At the mention of money, Brig’s eyes glazed over. “Well. It’s wonderful that you’re carrying on the family tradition. Your mother must be very proud.”
If I thought Jackson was stiff before, now he became an icicle. But he didn’t say a word. It was like he’d shut down all cylinders except the outrage one.
I knew I was in the middle of an ancient family drama and was ticked at Jackson for not giving me a compass to navigate my way. Judging by his silent performance so far, I’d have to float the conversation for the rest of the night.
But no matter how ticked at Jackson I was, I’d be damned if I’d let him get picked on. Especially by his own father. And there was no mistaking that last comment was a pointed jab.
I looked Brig dead in the eye. “Oh, she is. But she’d be proud of me even if I were unemployed and living on food stamps. She’s not the kind of person who only loves her child unless she’s following her own definition of success.”
I know I didn’t imagine the low intake of breath from the gathered servants or the way the room went electric. But I pretended I did, and so did Brig.
He said quietly, “Of course not. Parents always love their children, even when they make it hard for us to do so.”

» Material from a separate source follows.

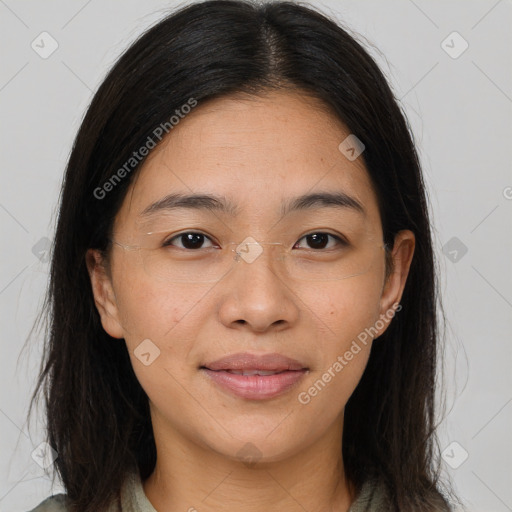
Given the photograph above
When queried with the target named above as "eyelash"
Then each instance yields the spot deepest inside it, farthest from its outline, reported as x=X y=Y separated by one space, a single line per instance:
x=168 y=243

He and Jackson locked eyes.
Hello, giant squirming can of worms, please sit down and make yourself comfortable. If things got any more tense, I might shatter.
With a squeak of wheels, Jackson’s mother rolled into the room.
She was pale, blonde, and fragile looking, with the exception of her blue eyes, which were lioness fierce. One side of her mouth pulled into a grimace, one hand curled to a claw on her lap. Her hair was scraped severely off her face into a low bun. Around her neck she wore a triple strand of pearls so tight it was probably cutting off her circulation. Pushing her wheelchair was a stout, middle-aged woman in a starched white nurse’s uniform and rubber-soled shoes who looked like someone had threatened that everyone she ever knew would be murdered if she smiled.
Jackson’s mother was even more terrifying than Dracula’s dining room. I had to physically force myself to stand still and not turn and run screaming from the house.
“Ah!” said Brig. “Clemmy, come and meet Bianca.” He acted as if Jackson weren’t even in the room.
Clemmy cut her gaze to me. Her eyes were like ice in an ancient arctic lake that never thaws. A cat’s hiss rose in the back of my throat, and I swallowed. Then she turned her eyes to Jackson. I glanced at him and found him white-faced and tight-lipped, in deep distress.